If you read this story you know what happens next. This guy, who doesn’t follow politics or pop culture gets his picture taken, which gets shared on the internet. He has no idea, but the next thing he knows, he’s getting fired for nothing.
Two hours later, Cafferty got a call from his supervisor, who told him that somebody had seen Cafferty making a white-supremacist hand gesture, and had posted photographic evidence on Twitter. Dozens of people were now calling the company to demand Cafferty’s dismissal.
As for Cafferty, his only desire, even now, is to get his job back. When I asked him whether he’d like to share anything else with me at the end of a long interview, his first thought was for the company that had fired him: “I feel like SDG&E is a victim in this as well. Some guy sent a Twitter mob after them and they were just trying to defend themselves. Perhaps I’m naive and loyal to a fault, but they were put in a bad position.”
SDG&E was put into a bad position, but they compounded it by giving in to the mob. That is rule #1. Never give in to the mob.

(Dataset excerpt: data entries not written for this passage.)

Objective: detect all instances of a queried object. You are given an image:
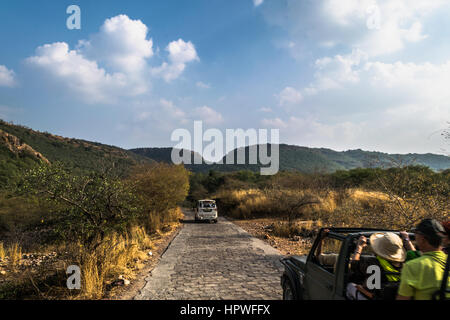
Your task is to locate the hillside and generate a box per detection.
[0,120,153,188]
[130,144,450,173]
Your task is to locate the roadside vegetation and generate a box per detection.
[0,163,189,299]
[188,164,450,245]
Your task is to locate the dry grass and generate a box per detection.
[6,242,22,268]
[67,227,152,299]
[0,242,6,260]
[217,189,449,231]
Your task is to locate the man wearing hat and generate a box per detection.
[347,232,407,300]
[397,219,447,300]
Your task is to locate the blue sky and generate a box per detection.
[0,0,450,153]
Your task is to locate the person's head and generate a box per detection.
[442,220,450,247]
[370,232,406,263]
[413,219,445,251]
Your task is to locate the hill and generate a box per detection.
[0,120,153,188]
[130,144,450,173]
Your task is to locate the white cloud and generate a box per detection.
[259,107,272,113]
[78,14,153,73]
[153,39,200,82]
[305,49,368,94]
[26,15,198,103]
[274,51,450,153]
[263,0,450,57]
[0,65,17,87]
[195,106,223,125]
[195,81,211,89]
[278,87,303,106]
[26,42,133,103]
[160,99,186,120]
[253,0,264,7]
[261,116,363,150]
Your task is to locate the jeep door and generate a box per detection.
[304,235,342,300]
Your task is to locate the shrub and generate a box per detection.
[19,164,140,246]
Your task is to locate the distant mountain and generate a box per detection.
[130,144,450,173]
[0,120,154,188]
[0,120,450,188]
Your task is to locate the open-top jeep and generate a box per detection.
[281,228,449,300]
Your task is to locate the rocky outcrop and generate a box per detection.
[0,129,50,164]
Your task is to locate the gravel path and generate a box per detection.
[135,212,283,300]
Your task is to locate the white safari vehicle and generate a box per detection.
[195,200,217,223]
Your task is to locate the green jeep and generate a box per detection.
[281,228,450,300]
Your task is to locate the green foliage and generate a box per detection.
[0,120,153,189]
[19,163,140,245]
[131,144,450,173]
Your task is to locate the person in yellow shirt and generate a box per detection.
[397,219,447,300]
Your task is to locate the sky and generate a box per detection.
[0,0,450,154]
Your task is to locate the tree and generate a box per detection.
[19,163,140,247]
[129,163,189,231]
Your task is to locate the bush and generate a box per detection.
[19,164,140,246]
[129,163,189,232]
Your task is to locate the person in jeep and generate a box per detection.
[397,219,447,300]
[346,232,407,300]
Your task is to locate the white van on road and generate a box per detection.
[195,199,218,223]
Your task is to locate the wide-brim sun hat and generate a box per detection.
[370,232,406,262]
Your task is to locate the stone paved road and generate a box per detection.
[135,212,283,300]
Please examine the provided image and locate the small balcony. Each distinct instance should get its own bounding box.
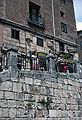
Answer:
[28,14,45,29]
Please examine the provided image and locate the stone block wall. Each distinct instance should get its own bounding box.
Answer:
[0,73,82,120]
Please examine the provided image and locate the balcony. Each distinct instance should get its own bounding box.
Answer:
[28,14,45,29]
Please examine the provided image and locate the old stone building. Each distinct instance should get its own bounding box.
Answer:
[77,30,82,63]
[0,0,77,71]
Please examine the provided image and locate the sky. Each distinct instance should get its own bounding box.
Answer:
[73,0,82,31]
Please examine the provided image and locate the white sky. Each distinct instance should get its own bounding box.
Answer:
[73,0,82,30]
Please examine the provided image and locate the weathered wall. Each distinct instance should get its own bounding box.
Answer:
[0,71,82,120]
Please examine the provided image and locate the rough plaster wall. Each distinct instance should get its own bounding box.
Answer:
[0,77,82,120]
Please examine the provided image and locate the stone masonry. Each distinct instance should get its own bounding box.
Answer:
[0,71,82,120]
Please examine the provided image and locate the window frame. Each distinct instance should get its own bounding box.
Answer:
[36,37,44,47]
[61,22,67,33]
[11,28,20,40]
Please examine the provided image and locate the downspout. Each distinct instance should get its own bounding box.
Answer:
[52,0,55,37]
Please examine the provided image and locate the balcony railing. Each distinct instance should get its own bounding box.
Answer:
[28,15,45,29]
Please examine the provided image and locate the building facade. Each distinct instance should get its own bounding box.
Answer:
[77,30,82,63]
[0,0,77,71]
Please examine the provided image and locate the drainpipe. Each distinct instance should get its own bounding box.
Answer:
[52,0,55,37]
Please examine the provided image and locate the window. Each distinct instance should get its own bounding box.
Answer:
[60,0,66,5]
[80,40,82,48]
[60,11,64,18]
[29,2,40,23]
[37,37,44,47]
[61,22,67,33]
[11,29,19,40]
[59,42,64,52]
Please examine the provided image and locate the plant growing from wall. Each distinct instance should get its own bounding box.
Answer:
[39,96,52,114]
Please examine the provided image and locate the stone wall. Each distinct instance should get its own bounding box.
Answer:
[0,73,82,120]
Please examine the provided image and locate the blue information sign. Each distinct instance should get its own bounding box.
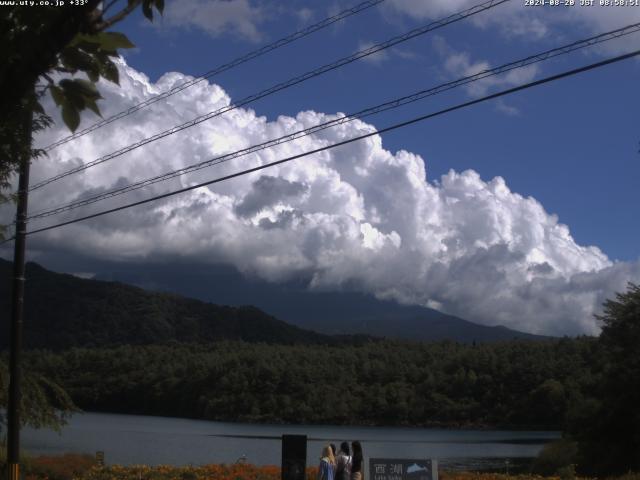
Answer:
[369,458,438,480]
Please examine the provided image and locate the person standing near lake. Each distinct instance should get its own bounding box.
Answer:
[335,442,351,480]
[351,440,364,480]
[317,445,336,480]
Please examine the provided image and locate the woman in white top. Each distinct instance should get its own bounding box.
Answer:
[335,442,352,480]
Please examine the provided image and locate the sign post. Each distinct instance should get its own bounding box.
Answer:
[368,458,438,480]
[281,435,307,480]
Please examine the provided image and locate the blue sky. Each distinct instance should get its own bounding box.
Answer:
[0,0,640,335]
[115,1,640,260]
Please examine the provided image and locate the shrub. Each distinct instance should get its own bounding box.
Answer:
[532,438,578,480]
[24,453,96,480]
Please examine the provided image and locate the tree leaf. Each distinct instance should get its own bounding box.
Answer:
[62,100,80,132]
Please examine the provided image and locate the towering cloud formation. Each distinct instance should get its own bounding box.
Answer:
[2,64,640,334]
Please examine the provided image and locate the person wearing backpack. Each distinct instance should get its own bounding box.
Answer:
[351,440,364,480]
[335,442,352,480]
[317,445,336,480]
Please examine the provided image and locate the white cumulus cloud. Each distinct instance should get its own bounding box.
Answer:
[0,60,640,334]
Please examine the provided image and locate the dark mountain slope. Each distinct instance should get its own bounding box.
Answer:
[85,264,549,343]
[0,260,338,349]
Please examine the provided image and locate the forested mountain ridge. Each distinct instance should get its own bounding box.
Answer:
[0,259,545,349]
[25,338,598,429]
[0,260,340,350]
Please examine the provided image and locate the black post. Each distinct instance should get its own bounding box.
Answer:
[7,107,32,480]
[280,435,307,480]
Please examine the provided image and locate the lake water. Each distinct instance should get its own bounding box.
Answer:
[22,413,559,469]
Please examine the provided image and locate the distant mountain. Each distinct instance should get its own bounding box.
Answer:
[82,258,549,343]
[0,259,340,349]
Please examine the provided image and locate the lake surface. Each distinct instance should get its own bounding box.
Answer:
[22,413,560,469]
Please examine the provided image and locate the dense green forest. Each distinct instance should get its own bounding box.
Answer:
[25,338,596,429]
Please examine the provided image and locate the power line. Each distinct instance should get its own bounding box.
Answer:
[44,0,386,151]
[30,0,511,191]
[28,23,640,220]
[18,50,640,238]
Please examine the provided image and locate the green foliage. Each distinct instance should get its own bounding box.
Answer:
[0,0,164,232]
[24,453,97,480]
[0,360,78,432]
[532,438,578,478]
[571,284,640,476]
[20,338,594,429]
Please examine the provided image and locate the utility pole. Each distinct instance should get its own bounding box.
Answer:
[7,101,32,480]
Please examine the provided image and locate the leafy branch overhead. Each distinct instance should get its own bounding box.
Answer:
[0,0,164,215]
[45,0,164,131]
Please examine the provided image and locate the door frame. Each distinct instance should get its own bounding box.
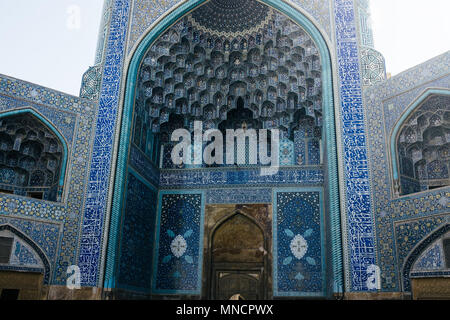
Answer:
[203,211,271,300]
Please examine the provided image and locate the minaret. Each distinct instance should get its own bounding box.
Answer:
[354,0,386,88]
[95,0,113,65]
[356,0,375,49]
[80,0,113,100]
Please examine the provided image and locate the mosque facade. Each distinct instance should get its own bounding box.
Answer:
[0,0,450,300]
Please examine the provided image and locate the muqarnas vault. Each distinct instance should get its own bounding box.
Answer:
[0,0,450,299]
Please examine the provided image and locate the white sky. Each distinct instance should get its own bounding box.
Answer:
[0,0,450,95]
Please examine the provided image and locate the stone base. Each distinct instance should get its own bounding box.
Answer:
[0,271,44,300]
[411,277,450,300]
[344,292,411,300]
[43,286,102,300]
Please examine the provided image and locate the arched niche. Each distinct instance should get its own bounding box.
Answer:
[105,0,342,298]
[0,109,67,201]
[402,224,450,292]
[391,89,450,196]
[0,225,51,284]
[208,212,268,300]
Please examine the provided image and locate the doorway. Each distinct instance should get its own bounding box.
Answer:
[210,212,267,300]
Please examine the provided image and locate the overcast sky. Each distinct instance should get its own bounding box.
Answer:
[0,0,450,95]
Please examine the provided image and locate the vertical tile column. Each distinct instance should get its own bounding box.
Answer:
[78,0,131,287]
[334,0,376,291]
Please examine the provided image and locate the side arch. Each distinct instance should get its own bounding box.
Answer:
[0,107,69,198]
[402,223,450,292]
[104,0,343,292]
[389,88,450,196]
[0,224,51,284]
[209,209,271,299]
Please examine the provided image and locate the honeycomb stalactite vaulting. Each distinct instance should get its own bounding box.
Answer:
[133,8,322,168]
[0,114,63,201]
[397,96,450,194]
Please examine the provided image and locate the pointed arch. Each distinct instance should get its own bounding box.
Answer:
[104,0,343,291]
[389,88,450,196]
[402,223,450,292]
[0,107,69,201]
[0,224,51,284]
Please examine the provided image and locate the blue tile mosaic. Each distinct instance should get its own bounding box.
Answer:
[334,0,376,291]
[273,189,326,297]
[78,0,130,286]
[152,191,205,295]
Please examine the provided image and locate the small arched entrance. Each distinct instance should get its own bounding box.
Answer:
[210,213,267,300]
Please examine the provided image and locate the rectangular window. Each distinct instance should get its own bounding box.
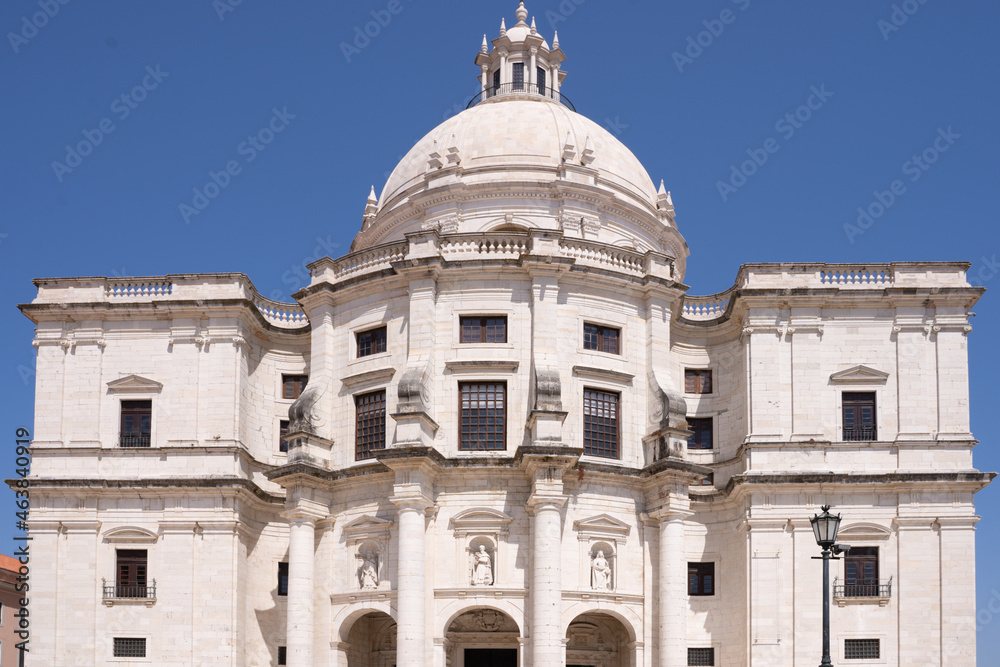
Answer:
[688,563,715,595]
[281,375,309,399]
[841,391,878,441]
[458,315,507,343]
[278,563,288,595]
[512,63,524,90]
[115,549,147,598]
[583,389,620,459]
[354,389,385,461]
[357,327,386,358]
[458,382,507,451]
[114,637,146,658]
[118,401,153,447]
[688,417,714,449]
[844,639,882,660]
[844,547,879,598]
[583,323,621,354]
[278,419,288,452]
[688,648,715,667]
[684,368,712,394]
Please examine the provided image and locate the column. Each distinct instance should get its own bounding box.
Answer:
[286,511,316,667]
[391,496,430,667]
[657,512,687,667]
[528,498,566,667]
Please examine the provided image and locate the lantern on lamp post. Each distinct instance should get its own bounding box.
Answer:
[809,505,850,667]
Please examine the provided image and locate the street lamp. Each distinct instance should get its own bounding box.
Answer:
[809,505,851,667]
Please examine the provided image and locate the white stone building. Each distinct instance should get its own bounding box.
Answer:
[22,5,992,667]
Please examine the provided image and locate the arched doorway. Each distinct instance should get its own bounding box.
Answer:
[445,608,521,667]
[346,611,396,667]
[566,612,631,667]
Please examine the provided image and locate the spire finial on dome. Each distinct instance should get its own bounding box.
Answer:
[514,2,528,25]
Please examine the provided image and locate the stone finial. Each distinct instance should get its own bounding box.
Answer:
[580,136,597,165]
[514,2,528,25]
[563,132,576,162]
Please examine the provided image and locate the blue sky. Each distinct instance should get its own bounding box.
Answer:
[0,0,1000,664]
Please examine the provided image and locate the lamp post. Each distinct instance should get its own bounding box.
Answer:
[809,505,850,667]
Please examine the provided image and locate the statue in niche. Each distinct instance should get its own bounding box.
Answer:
[590,549,611,591]
[472,544,493,586]
[358,551,378,591]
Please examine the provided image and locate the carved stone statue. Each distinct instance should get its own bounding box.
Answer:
[590,549,611,591]
[359,553,378,591]
[472,544,493,586]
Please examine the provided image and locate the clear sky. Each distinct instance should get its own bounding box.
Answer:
[0,0,1000,665]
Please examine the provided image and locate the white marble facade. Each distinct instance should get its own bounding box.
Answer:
[22,7,992,667]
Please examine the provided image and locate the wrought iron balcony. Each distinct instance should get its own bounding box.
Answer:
[844,426,878,442]
[118,433,150,447]
[465,82,576,111]
[833,577,892,607]
[101,579,156,607]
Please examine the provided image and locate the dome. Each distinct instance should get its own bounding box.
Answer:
[379,99,657,212]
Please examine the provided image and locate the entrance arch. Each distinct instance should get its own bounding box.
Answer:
[341,611,396,667]
[444,607,521,667]
[566,612,635,667]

Corporate cowardice is at an all-time high. The mob is used to having big business roll over for them.
When they do, good people suffer.
The Atlantic ends the article this way:
First, these incidents damage the lives of innocent people without achieving any noble purpose.
Second, such injustices are liable to provoke a political backlash. If a lot of Americans come to feel that those who supposedly oppose racism are willing to punish the innocent to look good in the public’s eyes, they could well grow cynical about the enterprise as a whole.
Third, those of us who want to build a better society should defend the innocent because movements willing to sacrifice justice in the pursuit of noble goals have, again and again, built societies characterized by pervasive injustice.
One of the core tenets of liberal democracy is that people should not be punished for accusations against them that are unsubstantiated, for actions that are perfectly reasonable, or for offenses that were committed by others. No matter how worthy the cause they invoke, you should not trust anyone who seeks to abandon these fundamental principles.
The Atlantic assumes that the anti-racism activist destroying lives are acting in good faith.
The thing is, we know that they are not. They are the new Red Guard. These people don’t actually want to fight racism or injustice, they want to impose their own racism and injustice on others. The innocent suffering is not a bug but a feature. Their goal is to impose their will by making people fear them. Speak up, or fail to show sufficient deference, and the mob will come for you.
As for the backlash, it is coming. This actually makes me long for the days of yore where a company could hire the Pinkertons to bust the skulls of trouble makers. I’d applaud any company that sends a bunch of Baldwin–Felts Detectives after the mob with a Colt potato-digger mounted to the back of an armored car.
When enough blue-collar workers get canceled because they are too busy doing their hard and valuable to society jobs to bother with the sensitivities of the latest update from the grievance studies departments of the academic elite, they will get together and build a fucking killdozer and the pushback will be diesel-powered.
I guess I’m more cynical. I don’t think they lost the Atlantic because someone there realized the path they were heading down.
I think they (the mob) lost the Atlantic because the Atlantic’s editors and writers have seen what’s started to happen at other publications when the mob takes displeasure. I think the Atlantic is trying to ingratiate themselves with conservatives so they have someplace to turn when (not if) the mob comes for them.
As to whether it will work? Well, many conservatives do have long memories.
Or, maybe, blue collar workers will adopt the attitude of “FIDO”, and Our Betters will have to repair their own shit, build their own shit, grow their own shit, transport….perhaps, you see where I am going with this.
One can pray that those who build/fix/produce stuff, will BDS the blue hives.
Popcorn, son. Go long, popcorn.
I do wonder how many of the Twitter mobs are bot-driven. We know that the attacks on Limbaugh, for example, were largely bot farms controlled by a handful of people.
Thats one reason to not make ANY hand gestures above the window line. Stupid yes, esp the OK sign. When I see the kkk marching and using that sign and skinheads using it THEN maybe I will but into it. For them to just fire the guy with no hearing or meeting speaks volumes of cowardice and grounds for a YUGE lawsuit. Fukkin stupidity. When is this crap gonna stop?